E.g. a Polaris usually returns 4GiB even when only 2GiB are installed, because 4GiB is just the maximum amount of RAM you can put together with the ASIC on a board.
Would the driver fail or misbehave if the BAR is sized larger than the amount of memory on the card or is memory size determined independently of BAR size?
Uff, good question. I have no idea.
At least the Linux driver should behave well, but no idea about the Windows driver stack.
Some devices even return a mask of all 1 even when they need only 2MiB, resulting in nearly 1TiB of wasted address space with this approach.
Ugh. I'm afraid to ask why a device with a 2MiB BAR would implement a REBAR capability, but I guess we really can't make any assumptions about the breadth of SKUs that ASIC might support (or sanity of the designers).
It's a standard feature for FPGAs these days since how much BAR you need depends on what you load on it, and that in turn usually only happens after the OS is already started and you fire up your development environment.
We could probe to determine the maximum size the host can support and potentially emulate the capability to remove sizes that we can't allocate, but without any ability for the device to reject a size advertised as supported via the capability protocol it makes me nervous how we can guarantee the resources are available when the user re-configures the device. That might mean we'd need to reserve the resources, up to what the host can support, regardless of what the device can actually use. I'm not sure how else to know how much to reserve without device specific code in vfio-pci. Thanks,
Well in the FPGA case I outlined above you don't really know how much BAR you need until the setup is completed.
E.g. you could need one BAR with just 2MiB and another with 128GB, or two with 64GB or.... That's the reason why somebody came up with the REBAR standard in the first place.
Yes, I suppose without a full bus-reset and soft-hotplug event, resizable BARs are the best way to reconfigure a device based on FPGA programming. Anyway, thanks for the insights here.
I think I can summarize that static resizing might work for some devices like our GPUs, but it doesn't solve the problem in general.

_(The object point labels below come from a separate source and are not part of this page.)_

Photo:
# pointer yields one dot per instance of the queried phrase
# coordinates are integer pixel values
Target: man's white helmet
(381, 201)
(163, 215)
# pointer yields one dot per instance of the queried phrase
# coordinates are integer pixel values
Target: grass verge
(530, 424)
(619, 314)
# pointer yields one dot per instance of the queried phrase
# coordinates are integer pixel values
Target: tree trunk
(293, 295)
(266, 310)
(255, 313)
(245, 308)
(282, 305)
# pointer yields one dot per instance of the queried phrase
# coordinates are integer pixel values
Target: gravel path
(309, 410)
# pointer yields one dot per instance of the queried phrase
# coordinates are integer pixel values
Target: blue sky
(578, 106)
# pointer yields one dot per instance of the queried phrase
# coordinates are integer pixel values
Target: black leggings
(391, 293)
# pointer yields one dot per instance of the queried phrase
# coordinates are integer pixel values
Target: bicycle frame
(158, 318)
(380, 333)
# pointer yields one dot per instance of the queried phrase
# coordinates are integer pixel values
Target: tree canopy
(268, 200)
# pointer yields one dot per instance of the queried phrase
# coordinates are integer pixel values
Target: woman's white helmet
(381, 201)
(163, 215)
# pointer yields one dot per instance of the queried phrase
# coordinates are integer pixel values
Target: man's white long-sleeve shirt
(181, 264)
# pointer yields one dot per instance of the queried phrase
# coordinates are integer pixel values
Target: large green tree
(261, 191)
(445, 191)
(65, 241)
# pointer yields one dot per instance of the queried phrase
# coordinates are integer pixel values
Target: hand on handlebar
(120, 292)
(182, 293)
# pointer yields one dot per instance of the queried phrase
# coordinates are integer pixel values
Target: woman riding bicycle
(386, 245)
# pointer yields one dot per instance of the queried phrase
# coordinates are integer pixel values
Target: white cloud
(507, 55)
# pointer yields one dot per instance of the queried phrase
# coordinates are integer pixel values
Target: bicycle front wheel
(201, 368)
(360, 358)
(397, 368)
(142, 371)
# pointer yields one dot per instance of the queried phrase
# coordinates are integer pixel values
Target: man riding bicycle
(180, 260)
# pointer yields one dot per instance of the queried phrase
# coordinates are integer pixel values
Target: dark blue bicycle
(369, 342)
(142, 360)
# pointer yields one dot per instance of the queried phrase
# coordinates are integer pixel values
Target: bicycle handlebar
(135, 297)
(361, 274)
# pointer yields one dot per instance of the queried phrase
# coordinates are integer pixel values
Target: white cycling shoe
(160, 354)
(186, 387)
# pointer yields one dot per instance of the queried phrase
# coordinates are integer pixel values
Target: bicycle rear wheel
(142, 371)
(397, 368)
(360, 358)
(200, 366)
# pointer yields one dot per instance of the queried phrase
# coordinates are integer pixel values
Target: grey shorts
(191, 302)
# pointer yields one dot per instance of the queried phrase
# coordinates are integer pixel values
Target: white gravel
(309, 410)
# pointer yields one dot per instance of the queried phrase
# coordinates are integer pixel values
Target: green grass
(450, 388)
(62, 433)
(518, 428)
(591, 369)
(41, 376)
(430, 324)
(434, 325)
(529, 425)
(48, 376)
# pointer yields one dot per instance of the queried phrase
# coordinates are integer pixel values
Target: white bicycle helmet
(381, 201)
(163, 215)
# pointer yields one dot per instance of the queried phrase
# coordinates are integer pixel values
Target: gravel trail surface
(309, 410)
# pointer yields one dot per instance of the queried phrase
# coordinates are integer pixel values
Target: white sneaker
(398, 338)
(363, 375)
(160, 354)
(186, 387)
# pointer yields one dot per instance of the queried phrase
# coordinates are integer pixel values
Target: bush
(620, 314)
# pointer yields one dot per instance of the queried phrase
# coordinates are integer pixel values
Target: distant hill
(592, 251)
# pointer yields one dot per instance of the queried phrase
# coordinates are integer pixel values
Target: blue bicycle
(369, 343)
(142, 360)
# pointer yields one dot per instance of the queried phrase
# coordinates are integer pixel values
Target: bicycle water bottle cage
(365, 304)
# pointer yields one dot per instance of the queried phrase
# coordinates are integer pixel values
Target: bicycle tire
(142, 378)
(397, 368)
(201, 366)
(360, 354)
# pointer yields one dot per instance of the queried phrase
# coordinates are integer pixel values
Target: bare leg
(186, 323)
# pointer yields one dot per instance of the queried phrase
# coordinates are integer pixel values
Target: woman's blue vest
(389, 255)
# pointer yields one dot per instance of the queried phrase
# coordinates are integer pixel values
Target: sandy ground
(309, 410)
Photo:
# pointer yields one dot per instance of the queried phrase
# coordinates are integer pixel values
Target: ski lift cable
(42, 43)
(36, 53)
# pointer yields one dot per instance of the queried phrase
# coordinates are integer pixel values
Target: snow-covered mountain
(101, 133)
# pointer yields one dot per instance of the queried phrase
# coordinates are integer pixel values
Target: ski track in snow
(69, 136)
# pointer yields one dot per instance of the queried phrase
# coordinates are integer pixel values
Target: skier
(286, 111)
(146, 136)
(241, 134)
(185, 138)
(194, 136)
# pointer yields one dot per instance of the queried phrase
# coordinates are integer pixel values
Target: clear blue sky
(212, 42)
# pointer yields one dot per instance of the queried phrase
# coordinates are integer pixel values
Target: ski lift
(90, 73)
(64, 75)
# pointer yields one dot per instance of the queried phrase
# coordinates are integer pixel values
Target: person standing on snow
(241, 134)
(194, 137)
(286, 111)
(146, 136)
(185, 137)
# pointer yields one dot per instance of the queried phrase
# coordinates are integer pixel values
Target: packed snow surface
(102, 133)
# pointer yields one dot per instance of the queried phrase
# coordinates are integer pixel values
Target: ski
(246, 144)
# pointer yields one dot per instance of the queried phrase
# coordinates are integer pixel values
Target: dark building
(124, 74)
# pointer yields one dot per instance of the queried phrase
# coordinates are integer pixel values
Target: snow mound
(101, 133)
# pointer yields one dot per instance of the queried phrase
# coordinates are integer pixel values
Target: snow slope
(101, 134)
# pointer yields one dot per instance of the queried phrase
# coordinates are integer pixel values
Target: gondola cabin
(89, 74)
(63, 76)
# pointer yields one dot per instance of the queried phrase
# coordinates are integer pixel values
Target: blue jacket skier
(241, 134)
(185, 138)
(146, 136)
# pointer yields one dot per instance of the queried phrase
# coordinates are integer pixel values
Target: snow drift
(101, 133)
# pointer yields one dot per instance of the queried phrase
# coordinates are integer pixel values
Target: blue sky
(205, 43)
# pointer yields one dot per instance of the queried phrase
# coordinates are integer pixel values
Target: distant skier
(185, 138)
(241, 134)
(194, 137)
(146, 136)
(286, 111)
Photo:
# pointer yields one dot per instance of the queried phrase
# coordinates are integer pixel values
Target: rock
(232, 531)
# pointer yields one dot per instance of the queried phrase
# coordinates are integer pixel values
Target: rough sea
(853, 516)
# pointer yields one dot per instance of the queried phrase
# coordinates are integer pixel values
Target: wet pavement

Yup, I don't have a good approach for the general case for a VM yet. We could add a sysfs or side channel mechanism to preconfigure a BAR size, but once we're dealing with a VM interacting with the REBAR capability itself, it's far too easy for the guest to create a configuration that the host might not have bus resources to support, especially if there are multiple resizable BARs under a bridge. Thanks,
Alex